Operation Family Secrets famously charged several Chicago mob figures with 18 gangland homicides dating back more than 30 years. Seifert’s slaying was one of many previous cold-case Outfit hits finally solved by Family Secrets. The 2007 trial was the federal government’s biggest assault against organized crime since the Commission Case in the 1980s that took down the dons of all Five Families in the New York mafia.

Lombardo lorded over the Windy City’s Westside, captaining the Outfit’s Grand Avenue crew. According to Chicago Crime Commission charts and FBI records, Joey the Clown got upped to his consigliere post in 1992 upon his release from federal prison for bribery and Las Vegas casino skimming.
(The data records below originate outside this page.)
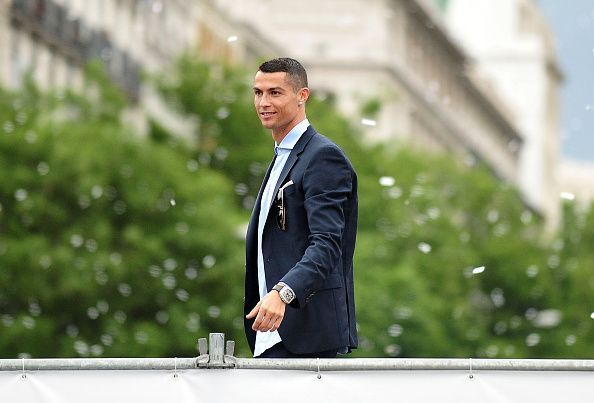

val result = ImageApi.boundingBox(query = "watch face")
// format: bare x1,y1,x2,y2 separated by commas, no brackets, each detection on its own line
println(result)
280,288,295,304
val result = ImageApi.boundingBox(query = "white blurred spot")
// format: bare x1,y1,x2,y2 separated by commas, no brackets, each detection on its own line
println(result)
388,324,402,337
91,185,103,199
379,176,396,187
14,189,29,202
526,265,538,278
186,160,198,172
417,242,431,254
207,305,221,318
532,309,562,328
118,283,132,297
151,1,163,14
384,344,402,357
101,334,113,346
472,266,485,274
134,330,149,344
202,255,217,269
526,333,540,347
155,311,169,325
37,161,49,176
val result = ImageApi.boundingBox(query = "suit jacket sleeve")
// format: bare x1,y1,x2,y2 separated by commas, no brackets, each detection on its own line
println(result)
281,146,354,307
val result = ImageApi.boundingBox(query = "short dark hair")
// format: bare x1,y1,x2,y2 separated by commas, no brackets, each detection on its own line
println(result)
258,57,307,92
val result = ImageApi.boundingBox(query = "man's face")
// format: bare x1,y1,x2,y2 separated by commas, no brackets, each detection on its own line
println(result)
254,71,308,140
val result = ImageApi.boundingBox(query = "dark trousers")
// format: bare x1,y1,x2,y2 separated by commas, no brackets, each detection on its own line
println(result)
256,342,338,358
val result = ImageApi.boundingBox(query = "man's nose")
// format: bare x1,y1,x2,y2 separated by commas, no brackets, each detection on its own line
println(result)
258,94,270,106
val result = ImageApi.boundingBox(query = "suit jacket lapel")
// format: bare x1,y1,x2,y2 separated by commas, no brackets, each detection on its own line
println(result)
246,156,276,258
272,126,316,197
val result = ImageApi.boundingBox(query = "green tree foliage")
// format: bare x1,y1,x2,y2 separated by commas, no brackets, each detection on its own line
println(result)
0,55,594,358
0,67,243,357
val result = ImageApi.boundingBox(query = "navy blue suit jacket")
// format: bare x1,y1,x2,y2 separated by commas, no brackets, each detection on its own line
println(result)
244,126,358,354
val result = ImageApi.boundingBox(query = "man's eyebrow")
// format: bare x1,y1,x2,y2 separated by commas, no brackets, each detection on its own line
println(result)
253,87,284,92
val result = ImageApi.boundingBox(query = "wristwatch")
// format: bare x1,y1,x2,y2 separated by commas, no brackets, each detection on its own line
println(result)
272,283,295,305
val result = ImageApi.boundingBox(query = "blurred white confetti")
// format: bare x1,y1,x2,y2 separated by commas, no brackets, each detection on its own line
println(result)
472,266,485,274
417,242,431,254
379,176,396,187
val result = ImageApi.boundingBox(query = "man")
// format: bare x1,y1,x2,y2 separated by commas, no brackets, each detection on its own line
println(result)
244,58,357,358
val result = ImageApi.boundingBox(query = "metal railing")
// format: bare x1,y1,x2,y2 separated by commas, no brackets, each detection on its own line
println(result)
0,333,594,374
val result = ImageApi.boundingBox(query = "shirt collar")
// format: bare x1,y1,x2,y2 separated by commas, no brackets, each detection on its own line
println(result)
275,118,309,150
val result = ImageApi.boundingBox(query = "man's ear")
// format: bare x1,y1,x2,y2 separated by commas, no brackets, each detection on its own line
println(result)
298,87,309,105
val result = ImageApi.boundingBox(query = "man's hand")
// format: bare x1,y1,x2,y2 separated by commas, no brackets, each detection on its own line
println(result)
246,291,285,332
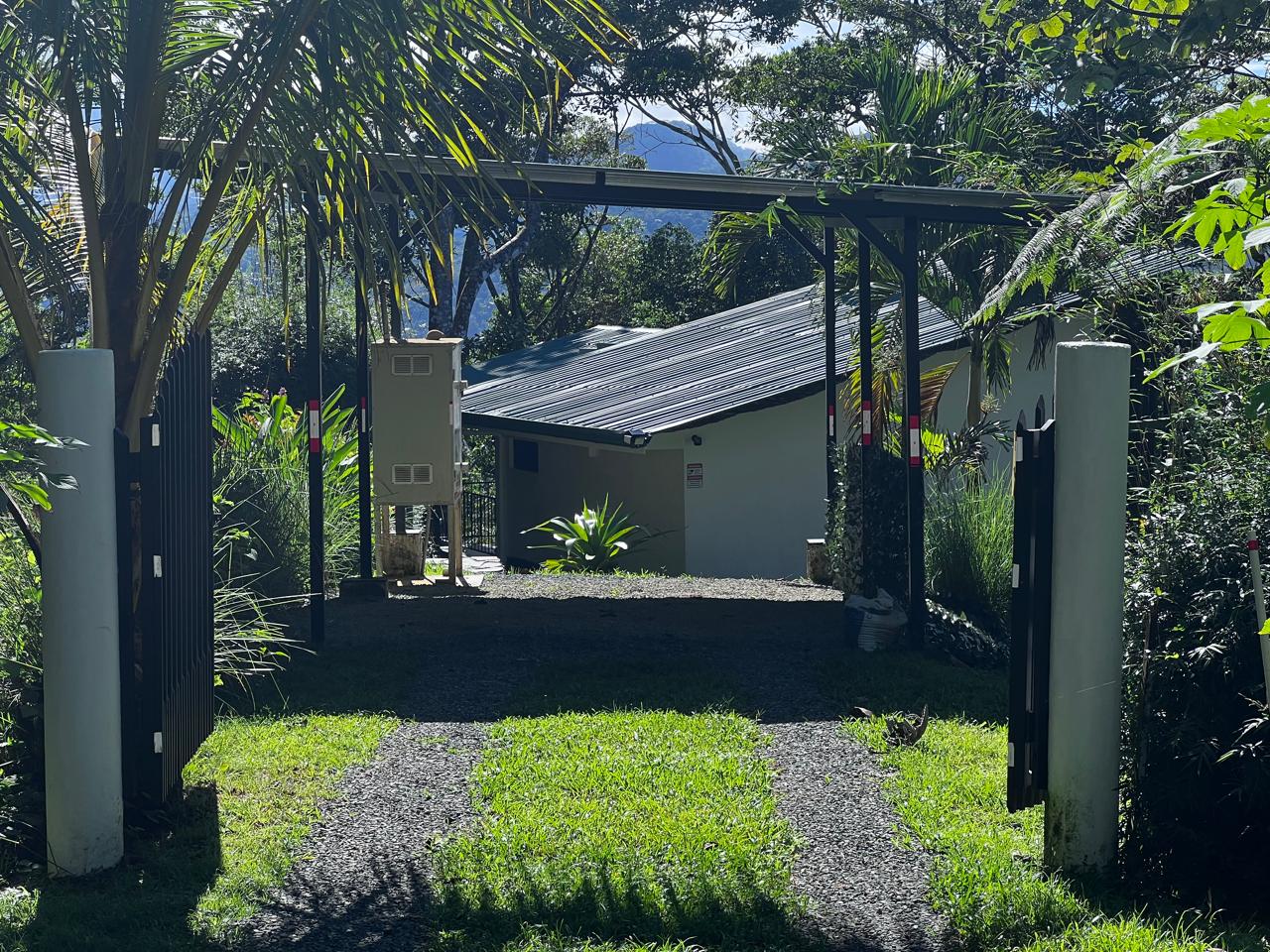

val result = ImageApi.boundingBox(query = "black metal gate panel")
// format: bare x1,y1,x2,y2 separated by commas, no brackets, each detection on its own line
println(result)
1006,400,1054,812
463,486,498,554
135,334,216,803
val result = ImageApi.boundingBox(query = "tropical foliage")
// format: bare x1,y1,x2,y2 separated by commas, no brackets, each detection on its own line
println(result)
212,390,357,597
926,477,1015,640
0,0,609,430
522,496,649,572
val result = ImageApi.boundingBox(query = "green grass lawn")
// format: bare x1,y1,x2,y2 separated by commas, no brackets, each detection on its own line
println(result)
847,708,1270,952
0,715,396,952
427,712,798,952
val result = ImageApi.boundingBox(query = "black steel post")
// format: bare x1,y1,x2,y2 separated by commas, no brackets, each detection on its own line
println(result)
387,203,406,540
856,235,874,597
353,255,375,580
823,228,838,511
305,195,326,644
902,217,926,648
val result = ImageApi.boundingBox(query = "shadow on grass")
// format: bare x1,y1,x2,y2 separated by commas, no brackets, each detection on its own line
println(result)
252,595,1006,724
18,787,221,952
241,863,931,952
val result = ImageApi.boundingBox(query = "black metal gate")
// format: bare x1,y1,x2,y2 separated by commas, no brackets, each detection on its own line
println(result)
463,486,498,554
1006,400,1054,812
121,334,216,803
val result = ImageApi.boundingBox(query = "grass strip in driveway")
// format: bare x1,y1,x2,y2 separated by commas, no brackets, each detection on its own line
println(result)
435,711,798,952
845,718,1270,952
0,715,396,952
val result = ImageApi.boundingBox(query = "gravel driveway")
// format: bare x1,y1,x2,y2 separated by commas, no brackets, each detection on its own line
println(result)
242,575,943,952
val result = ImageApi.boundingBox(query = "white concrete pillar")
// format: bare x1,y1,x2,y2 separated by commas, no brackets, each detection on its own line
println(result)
1045,343,1129,872
36,350,123,876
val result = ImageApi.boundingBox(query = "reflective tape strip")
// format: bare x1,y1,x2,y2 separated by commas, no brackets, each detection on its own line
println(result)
309,400,321,453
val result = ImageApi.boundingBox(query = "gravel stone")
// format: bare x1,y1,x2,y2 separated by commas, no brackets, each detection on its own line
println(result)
763,721,947,952
241,575,944,952
242,722,488,952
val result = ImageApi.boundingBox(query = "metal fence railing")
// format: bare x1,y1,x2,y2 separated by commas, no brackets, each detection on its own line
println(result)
1006,400,1054,812
119,335,216,803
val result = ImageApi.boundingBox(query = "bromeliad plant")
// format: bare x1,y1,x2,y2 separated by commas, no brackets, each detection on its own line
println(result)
521,496,649,572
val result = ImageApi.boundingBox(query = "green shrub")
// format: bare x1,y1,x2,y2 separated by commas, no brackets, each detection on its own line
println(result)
826,444,908,600
212,274,357,409
525,496,648,572
212,389,358,597
926,477,1015,635
1124,353,1270,908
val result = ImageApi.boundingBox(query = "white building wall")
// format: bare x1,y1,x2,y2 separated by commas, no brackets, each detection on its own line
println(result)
479,322,1084,579
681,394,826,579
922,321,1088,471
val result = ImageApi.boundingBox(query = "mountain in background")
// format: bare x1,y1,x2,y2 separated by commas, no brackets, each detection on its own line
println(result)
454,122,754,335
615,122,754,239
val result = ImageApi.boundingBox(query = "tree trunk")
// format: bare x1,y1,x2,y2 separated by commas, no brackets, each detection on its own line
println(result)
965,340,983,426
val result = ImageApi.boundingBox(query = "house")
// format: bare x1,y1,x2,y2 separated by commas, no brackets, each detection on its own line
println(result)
463,286,1086,577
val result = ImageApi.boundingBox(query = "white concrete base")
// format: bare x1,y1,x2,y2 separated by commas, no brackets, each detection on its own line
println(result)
36,350,123,876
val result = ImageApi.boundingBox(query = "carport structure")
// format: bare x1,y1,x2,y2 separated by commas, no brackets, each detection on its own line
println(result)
306,155,1079,645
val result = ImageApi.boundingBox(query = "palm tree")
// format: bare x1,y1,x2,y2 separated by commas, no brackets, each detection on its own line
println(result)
0,0,611,441
707,44,1043,425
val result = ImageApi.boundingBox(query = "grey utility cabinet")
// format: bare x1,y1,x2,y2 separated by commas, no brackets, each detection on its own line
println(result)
371,337,463,505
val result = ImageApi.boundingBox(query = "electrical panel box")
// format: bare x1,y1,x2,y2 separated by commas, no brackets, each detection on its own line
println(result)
371,336,463,505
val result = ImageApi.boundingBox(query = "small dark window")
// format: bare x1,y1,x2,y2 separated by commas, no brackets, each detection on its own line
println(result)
512,439,539,472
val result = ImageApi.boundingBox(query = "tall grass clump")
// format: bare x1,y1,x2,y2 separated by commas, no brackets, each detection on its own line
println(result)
212,387,357,598
0,531,44,876
926,477,1015,632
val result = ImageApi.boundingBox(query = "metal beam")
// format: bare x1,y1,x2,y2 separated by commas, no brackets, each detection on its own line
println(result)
156,139,1080,228
353,241,375,580
823,228,838,512
305,195,326,645
901,218,926,648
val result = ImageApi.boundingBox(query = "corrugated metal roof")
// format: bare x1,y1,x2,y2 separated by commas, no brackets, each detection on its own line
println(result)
463,285,960,441
463,323,661,385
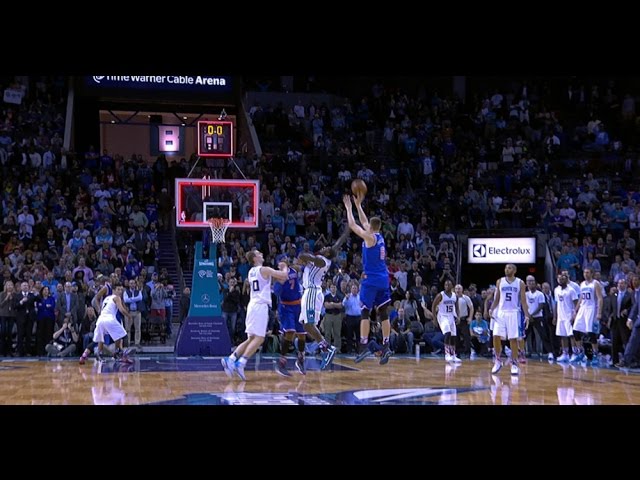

Danny Seifert hung around with Grand Avenue crew in the late 1960s and early 1970s, eventually becoming a front for mob business ventures. Miceli says he was an eyewitness to the Seifert hit as a young boy and it was Chicago Policeman Rick Madeja who shot Seifert to death. Madeja, 81, was kicked off the police force following a 1980 bust for selling gun silencers.

Miceli, 56, served a decade in a Florida state prison for defrauding investors of hundreds of thousands of dollars in purported nightclub investments. His cooperation with the government began 13 years before the Family Secrets case was filed with the successful prosecution of former Cook County Chief Investigator Jack Novelli in 1992.

The Latin Kings street gang put a hit out on Miceli in December 1995 and he was subsequently the victim of a brutal home invasion and physical assault that landed him in the hospital for two weeks, per court filings. Part of Miceli’s cooperation included stopping a murder contract put out for New York mob princess and reality television star, Vickie Gotti Agnello, the daughter of the deceased “Dapper Don,” the iconic John Gotti of the Gambino crime family. Most of Miceli’s cooperation related to political corruption and dirty policemen.